In the unprecedented censure approved Monday, Maple Plain’s four City Council members unanimously approved eliminating Mayor Roger Hackbarth’s $350 monthly pay and restricting him from serving on any commissions, chairing meetings and attending special meetings where confidential information is shared.
“We wanted to take deeper measures to show … that we’re serious. He can’t go on like he does,” acting Mayor Jerry Young said Tuesday. “No city has done this before.”
In the censure, the City Council members said Hackbarth, 71, has continued to “behave unprofessionally, with angry outbursts toward council members and staff,” and displays “demeaning and degrading” behavior toward city staff in Maple Plain, a suburb 20 miles west of Minneapolis.
“He’s not effectively leading the city,” Council Member Justin McCoy said Tuesday.
The council also wrote that residents and business owners complained about Hackbarth’s “abusive and negative behavior” and he hasn’t adhered to rules the council put in a censure last March — the city’s first censure.

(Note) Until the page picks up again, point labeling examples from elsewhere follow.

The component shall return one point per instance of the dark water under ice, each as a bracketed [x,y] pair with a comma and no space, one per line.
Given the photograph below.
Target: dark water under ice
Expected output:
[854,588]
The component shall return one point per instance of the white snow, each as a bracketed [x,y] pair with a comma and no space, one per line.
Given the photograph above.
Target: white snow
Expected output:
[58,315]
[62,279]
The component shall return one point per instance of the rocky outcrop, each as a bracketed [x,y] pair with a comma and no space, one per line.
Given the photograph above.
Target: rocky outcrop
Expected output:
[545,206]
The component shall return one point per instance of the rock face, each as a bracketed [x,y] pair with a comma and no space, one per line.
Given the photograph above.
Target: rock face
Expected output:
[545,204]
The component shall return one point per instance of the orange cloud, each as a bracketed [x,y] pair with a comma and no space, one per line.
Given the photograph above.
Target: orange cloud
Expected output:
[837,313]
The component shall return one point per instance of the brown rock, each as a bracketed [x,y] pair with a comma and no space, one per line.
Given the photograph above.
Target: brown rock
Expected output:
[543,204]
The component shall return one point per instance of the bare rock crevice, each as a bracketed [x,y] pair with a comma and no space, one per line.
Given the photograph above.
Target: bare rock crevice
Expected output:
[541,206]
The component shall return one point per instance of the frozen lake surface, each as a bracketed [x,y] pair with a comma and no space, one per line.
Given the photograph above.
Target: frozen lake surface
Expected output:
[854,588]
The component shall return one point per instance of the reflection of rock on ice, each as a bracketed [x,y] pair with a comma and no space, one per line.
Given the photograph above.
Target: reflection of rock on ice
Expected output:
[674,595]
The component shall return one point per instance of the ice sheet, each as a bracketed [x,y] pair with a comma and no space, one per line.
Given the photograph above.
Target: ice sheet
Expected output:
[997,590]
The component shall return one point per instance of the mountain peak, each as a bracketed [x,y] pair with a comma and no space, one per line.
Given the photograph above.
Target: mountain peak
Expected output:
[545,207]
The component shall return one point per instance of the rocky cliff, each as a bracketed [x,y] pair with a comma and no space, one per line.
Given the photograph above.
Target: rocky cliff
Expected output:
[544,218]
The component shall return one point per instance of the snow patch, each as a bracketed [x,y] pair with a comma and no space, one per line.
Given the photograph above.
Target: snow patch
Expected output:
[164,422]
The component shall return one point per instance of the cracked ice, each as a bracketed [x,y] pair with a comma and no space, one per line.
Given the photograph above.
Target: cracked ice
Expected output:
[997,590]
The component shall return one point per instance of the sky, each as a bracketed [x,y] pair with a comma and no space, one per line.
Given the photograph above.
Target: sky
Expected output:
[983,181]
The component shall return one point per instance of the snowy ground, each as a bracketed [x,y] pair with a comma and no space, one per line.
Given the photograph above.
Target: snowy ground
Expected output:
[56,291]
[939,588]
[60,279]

In it, they limited him from serving on most committees, boards, commissions or associations and prohibited him from contact with a city employee without another employee present. They cited his vulgarity, “extreme anger” and said he created an “unsafe and unfriendly” atmosphere after a female employee’s complaint that he behaved inappropriately, demanding hugs and claiming he loved her.
An outside investigator determined that Hackbarth acted inappropriately toward the employee. However, no civil or criminal charges were filed.
Hackbarth didn’t attend Monday’s meeting and didn’t return messages Tuesday from the Star Tribune. But this year, he told a local newspaper, the Pioneer, that a small group has been determined to “get rid of” him since he was elected.
In 2012, he won the mayoral election by 67 votes, ousting an incumbent after serving as a council member for six years in Maple Plain (pop. 1,800). No other formal complaints have been filed and he has a clean criminal record, according to public records. His four-year term ends in 2016. The city says he makes $350 each month and $25 for additional meetings.
In nearby Maple Grove, the City Council approved a censure earlier this year of Council Member LeAnn Sargent, after she was sentenced on a gross misdemeanor for financially exploiting her dying father.
A censure isn’t a legal charge, but it shows public disapproval. Most Minnesota cities don’t have the authority to recall or otherwise remove an elected official; they can only be disqualified from office if they’re convicted of a felony.